If an AI wants to do something wrong or bad, the assumption is that we can forecast that action and somehow preclude it or, if our good intentions miss it, we can police it.

What’s missing is the element of agency and the potential for moral AI. At least one researcher is doing something about it.

Sharon Li, an assistant professor at the University of Wisconsin, is a leader in developing something called “out-of-distribution detection (“OOD”), which codes AI models to avoid taking action on things unless they’ve been trained on them.

In other words, don’t do stuff when you don’t really know what you’re doing.

This runs counter to the approach for ChatGPT and other LLMs, which are empowered to answer any query, even if doing so includes making stuff up. Such reach that exceeds their grasp is a feature, not a bug, with the assumption that the AI models will learn from their mistakes and eventually get smarter.

Li’s approach is more focused on designing models that know what they know and do what they’re supposed to do. By definition, this should limit the chances for mistakes or, worse, bad outcomes resulting from foolishly optimistic assumptions.

MIT Technology Review just named Li its 2023 Innovator of the Year for her work.

One could argue that OOD evidences what we might formerly have called a moral or guiding principle. 

Humility and an awareness of one’s limitations used to be considered a positive attribute. Other morals, like doing no harm, respecting others, and taking responsibility for your actions, were similarly assumed to be intrinsic to what it meant to be a citizen and good person.

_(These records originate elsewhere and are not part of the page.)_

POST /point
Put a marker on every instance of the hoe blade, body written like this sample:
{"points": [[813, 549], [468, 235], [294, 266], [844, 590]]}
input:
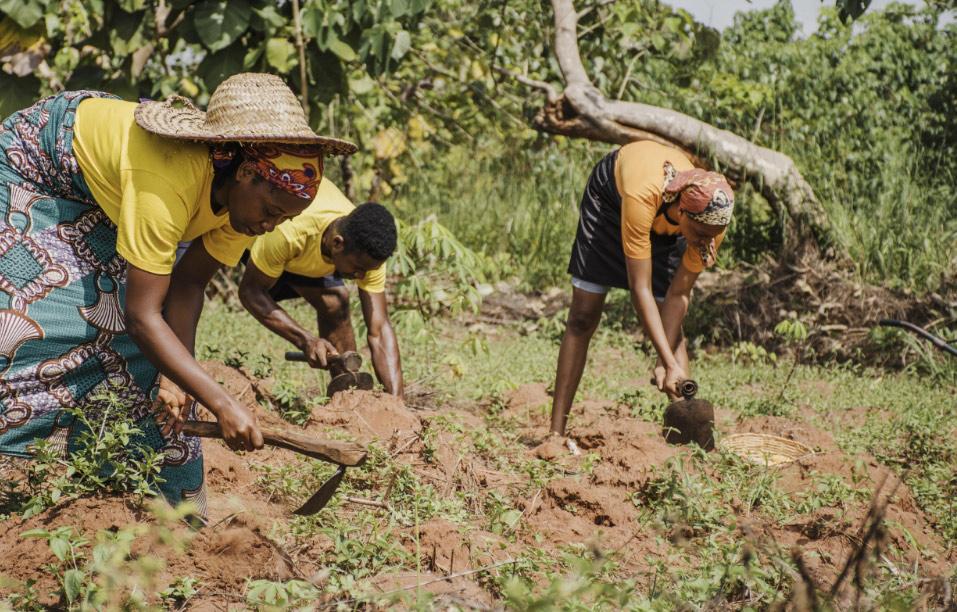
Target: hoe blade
{"points": [[321, 497]]}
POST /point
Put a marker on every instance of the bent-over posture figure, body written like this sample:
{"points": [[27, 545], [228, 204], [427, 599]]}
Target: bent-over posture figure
{"points": [[308, 257], [650, 223]]}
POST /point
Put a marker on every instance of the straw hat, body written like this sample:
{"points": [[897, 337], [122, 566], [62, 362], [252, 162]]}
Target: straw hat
{"points": [[247, 107]]}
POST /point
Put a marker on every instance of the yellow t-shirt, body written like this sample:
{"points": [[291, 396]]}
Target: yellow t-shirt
{"points": [[295, 245], [156, 190], [640, 178]]}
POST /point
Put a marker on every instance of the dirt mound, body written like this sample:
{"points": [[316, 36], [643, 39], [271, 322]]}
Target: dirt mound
{"points": [[837, 308], [827, 535], [530, 404], [367, 415], [448, 548], [449, 593]]}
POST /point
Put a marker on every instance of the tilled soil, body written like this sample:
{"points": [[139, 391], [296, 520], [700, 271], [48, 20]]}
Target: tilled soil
{"points": [[588, 505]]}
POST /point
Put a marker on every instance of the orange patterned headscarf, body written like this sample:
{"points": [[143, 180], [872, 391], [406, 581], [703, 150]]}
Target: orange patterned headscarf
{"points": [[293, 168], [705, 196]]}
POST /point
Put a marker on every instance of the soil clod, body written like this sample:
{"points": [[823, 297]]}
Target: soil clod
{"points": [[690, 420]]}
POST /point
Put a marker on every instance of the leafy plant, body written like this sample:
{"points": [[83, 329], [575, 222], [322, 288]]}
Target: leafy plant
{"points": [[109, 454], [280, 595]]}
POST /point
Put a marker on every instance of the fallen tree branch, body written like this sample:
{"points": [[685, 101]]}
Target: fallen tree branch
{"points": [[582, 111]]}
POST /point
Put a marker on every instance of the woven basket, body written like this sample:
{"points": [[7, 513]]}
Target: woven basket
{"points": [[765, 449]]}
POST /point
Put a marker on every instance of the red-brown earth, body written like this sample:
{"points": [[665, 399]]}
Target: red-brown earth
{"points": [[593, 506]]}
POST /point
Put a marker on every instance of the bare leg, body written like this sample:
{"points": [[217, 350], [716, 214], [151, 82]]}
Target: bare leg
{"points": [[332, 317], [583, 318]]}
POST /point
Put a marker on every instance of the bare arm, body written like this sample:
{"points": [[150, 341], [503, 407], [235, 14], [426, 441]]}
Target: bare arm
{"points": [[254, 295], [382, 341], [168, 345], [663, 328], [676, 304]]}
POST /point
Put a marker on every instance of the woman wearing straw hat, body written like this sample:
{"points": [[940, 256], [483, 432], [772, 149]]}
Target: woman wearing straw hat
{"points": [[650, 223], [95, 195]]}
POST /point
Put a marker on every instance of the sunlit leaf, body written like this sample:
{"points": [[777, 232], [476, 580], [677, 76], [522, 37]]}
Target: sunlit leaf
{"points": [[281, 54], [25, 12], [73, 583], [219, 66], [402, 44], [343, 50], [219, 23]]}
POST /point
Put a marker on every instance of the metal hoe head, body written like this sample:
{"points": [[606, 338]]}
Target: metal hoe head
{"points": [[321, 497]]}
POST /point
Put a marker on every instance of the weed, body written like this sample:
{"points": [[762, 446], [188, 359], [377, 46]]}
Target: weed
{"points": [[108, 455], [265, 594]]}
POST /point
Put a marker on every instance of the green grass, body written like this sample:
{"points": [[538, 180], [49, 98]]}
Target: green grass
{"points": [[520, 208], [911, 426]]}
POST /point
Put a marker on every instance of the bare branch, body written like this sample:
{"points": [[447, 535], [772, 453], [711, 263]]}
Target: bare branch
{"points": [[583, 111]]}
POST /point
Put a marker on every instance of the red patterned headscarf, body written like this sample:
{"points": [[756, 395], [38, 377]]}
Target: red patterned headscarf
{"points": [[294, 169], [706, 196]]}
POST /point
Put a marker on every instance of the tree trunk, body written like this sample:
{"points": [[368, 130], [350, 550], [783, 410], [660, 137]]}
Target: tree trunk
{"points": [[583, 111]]}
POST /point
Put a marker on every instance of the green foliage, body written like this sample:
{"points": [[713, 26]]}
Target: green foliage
{"points": [[108, 575], [109, 455], [265, 594], [436, 273]]}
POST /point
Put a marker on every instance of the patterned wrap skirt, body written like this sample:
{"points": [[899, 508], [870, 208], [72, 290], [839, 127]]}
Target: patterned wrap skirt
{"points": [[63, 339]]}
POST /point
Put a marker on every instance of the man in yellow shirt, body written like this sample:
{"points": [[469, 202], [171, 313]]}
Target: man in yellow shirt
{"points": [[307, 257]]}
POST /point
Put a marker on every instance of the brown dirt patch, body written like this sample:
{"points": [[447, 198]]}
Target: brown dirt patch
{"points": [[585, 502], [368, 416]]}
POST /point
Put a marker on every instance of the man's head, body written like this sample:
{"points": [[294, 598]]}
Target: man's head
{"points": [[362, 240]]}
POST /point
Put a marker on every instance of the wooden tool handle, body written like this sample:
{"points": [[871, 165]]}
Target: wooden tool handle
{"points": [[333, 451], [350, 360]]}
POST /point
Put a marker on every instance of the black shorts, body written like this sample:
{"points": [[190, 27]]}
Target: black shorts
{"points": [[598, 256]]}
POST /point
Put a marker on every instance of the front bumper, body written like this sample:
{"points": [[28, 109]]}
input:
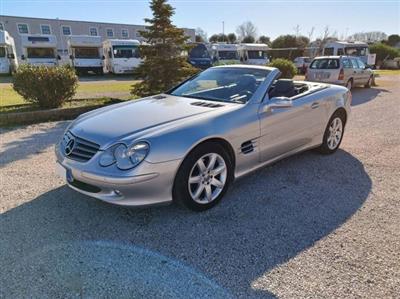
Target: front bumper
{"points": [[146, 184]]}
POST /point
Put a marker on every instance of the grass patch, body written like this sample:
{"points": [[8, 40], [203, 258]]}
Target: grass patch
{"points": [[69, 104], [86, 89]]}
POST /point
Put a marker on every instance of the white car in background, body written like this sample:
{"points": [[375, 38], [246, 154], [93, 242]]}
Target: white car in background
{"points": [[302, 63], [348, 71]]}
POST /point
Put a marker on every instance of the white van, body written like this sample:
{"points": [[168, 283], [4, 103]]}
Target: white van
{"points": [[254, 54], [122, 56], [86, 53], [39, 49], [342, 48], [8, 61], [225, 53]]}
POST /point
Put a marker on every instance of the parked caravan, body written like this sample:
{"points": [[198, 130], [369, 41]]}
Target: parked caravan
{"points": [[39, 49], [122, 56], [342, 48], [86, 53], [199, 56], [224, 53], [254, 54], [8, 61]]}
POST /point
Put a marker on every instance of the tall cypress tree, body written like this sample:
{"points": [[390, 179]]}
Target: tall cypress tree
{"points": [[164, 65]]}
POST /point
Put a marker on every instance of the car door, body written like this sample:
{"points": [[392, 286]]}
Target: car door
{"points": [[357, 74], [284, 129]]}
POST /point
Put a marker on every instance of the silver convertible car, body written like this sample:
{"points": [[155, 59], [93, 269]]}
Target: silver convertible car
{"points": [[189, 144]]}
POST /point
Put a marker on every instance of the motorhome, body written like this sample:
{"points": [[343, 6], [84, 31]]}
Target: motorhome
{"points": [[224, 53], [199, 56], [86, 53], [39, 49], [122, 56], [359, 49], [8, 61], [254, 54]]}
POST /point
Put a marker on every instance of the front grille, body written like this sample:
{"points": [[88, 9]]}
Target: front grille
{"points": [[82, 150]]}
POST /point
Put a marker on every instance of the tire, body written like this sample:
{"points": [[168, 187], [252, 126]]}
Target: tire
{"points": [[330, 143], [201, 194], [369, 82], [349, 84]]}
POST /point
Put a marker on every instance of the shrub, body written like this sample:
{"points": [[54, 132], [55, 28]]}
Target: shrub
{"points": [[287, 68], [383, 52], [47, 87]]}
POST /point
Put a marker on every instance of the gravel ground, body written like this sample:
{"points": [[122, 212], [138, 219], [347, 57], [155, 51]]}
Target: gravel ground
{"points": [[309, 226]]}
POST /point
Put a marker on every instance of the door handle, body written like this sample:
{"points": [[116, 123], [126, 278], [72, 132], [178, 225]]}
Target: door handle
{"points": [[314, 105]]}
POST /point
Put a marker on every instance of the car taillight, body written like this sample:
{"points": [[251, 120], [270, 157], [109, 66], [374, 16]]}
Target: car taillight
{"points": [[341, 75]]}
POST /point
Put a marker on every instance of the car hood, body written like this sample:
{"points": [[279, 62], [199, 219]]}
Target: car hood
{"points": [[110, 124]]}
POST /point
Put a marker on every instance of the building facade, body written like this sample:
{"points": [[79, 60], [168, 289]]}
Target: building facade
{"points": [[17, 26]]}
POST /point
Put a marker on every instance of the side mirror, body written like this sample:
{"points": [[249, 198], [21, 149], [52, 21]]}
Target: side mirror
{"points": [[278, 102]]}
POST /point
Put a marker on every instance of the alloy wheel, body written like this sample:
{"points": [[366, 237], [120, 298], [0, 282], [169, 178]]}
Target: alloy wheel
{"points": [[207, 178]]}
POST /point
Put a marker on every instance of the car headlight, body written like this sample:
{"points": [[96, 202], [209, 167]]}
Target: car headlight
{"points": [[125, 157]]}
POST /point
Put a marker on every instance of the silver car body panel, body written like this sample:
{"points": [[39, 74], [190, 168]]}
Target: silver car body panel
{"points": [[173, 126]]}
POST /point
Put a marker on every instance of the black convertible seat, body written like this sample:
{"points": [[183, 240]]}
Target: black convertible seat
{"points": [[283, 88]]}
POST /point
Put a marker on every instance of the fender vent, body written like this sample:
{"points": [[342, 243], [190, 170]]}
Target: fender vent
{"points": [[205, 104], [247, 147]]}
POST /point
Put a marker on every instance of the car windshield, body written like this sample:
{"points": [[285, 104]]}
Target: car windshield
{"points": [[326, 64], [223, 84], [87, 53], [40, 53], [228, 55], [126, 51], [256, 54], [200, 51]]}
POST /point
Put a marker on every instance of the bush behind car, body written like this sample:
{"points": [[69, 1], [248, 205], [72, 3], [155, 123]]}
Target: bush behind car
{"points": [[287, 67], [47, 87]]}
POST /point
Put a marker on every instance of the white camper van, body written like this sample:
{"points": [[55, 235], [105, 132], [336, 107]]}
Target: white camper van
{"points": [[254, 54], [8, 61], [342, 48], [122, 56], [225, 53], [39, 49], [86, 53]]}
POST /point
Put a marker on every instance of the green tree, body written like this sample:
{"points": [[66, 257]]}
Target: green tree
{"points": [[164, 65]]}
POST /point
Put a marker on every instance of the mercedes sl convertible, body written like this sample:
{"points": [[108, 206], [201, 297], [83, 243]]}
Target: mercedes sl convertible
{"points": [[189, 144]]}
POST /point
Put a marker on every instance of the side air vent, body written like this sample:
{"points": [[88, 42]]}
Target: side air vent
{"points": [[159, 97], [247, 147], [205, 104]]}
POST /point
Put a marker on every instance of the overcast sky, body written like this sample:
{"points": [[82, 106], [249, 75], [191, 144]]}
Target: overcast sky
{"points": [[272, 18]]}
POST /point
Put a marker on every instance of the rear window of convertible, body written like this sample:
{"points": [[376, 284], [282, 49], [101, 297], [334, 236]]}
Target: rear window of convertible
{"points": [[328, 63]]}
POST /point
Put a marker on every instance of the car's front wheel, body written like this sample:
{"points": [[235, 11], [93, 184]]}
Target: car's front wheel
{"points": [[333, 133], [203, 177]]}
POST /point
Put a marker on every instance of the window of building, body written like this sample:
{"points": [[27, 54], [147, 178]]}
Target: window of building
{"points": [[45, 29], [66, 30], [125, 33], [110, 32], [23, 28], [93, 31]]}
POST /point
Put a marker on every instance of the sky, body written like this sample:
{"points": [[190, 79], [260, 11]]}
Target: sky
{"points": [[271, 17]]}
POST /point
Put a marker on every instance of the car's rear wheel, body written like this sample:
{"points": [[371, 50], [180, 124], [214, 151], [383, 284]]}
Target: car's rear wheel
{"points": [[333, 133], [203, 177], [349, 84], [369, 82]]}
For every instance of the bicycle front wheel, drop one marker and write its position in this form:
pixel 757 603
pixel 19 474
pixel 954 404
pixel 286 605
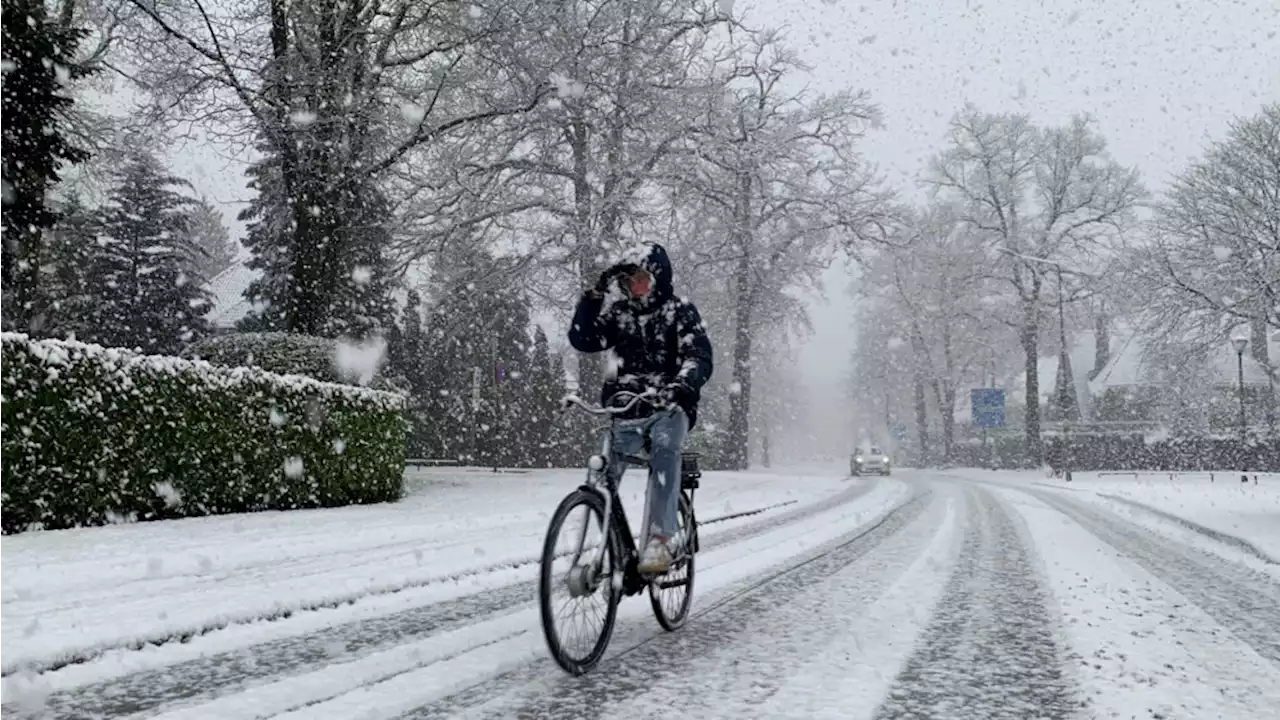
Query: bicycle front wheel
pixel 577 596
pixel 672 593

Morals were qualities that didn’t require a lot of interpretation or theoretical debate. They were truisms of life. 

When people decided they had the smarts or authority to modify those truisms, like deciding that so-and-so harm or risk was “acceptable” because of some aspirational or imaginary good, they were considered immoral.

Imagine if we could build such morals into AI instead of chasing and policing their lack of them?

Issac Asimov, one of my favorite sci-fi authors, imagined just that with his Three Laws of Robotics back in 1942. He thought robots could be made so that they could do no harm to people (or allow it to happen), obey the orders of humans (as long as they didn’t violate the first law), and protect their own existence (as long as doing so didn’t violate the other two laws).

They weren’t laws, really, and certainly not coded commands, but rather things that robots simply couldn’t do, however the task, the interpretation of the data, or the intentions of its operators might suggest otherwise. 

I’d argue that they were morals in every sense but name, just like the moral character of human beings. Asimov believed that they could be made a part of the very fiber of an AI’s being…not the result of reasoned argument but rather the instinctual outcome of an awareness of right and wrong.

The devil’s in the coding details, of course, but I think researchers like Sharon Li are onto something. We can’t hope to manage AI development with good intentions and policing.

If she and others can figure out how to give morals to AI, maybe it’ll help us rediscover them in ourselves.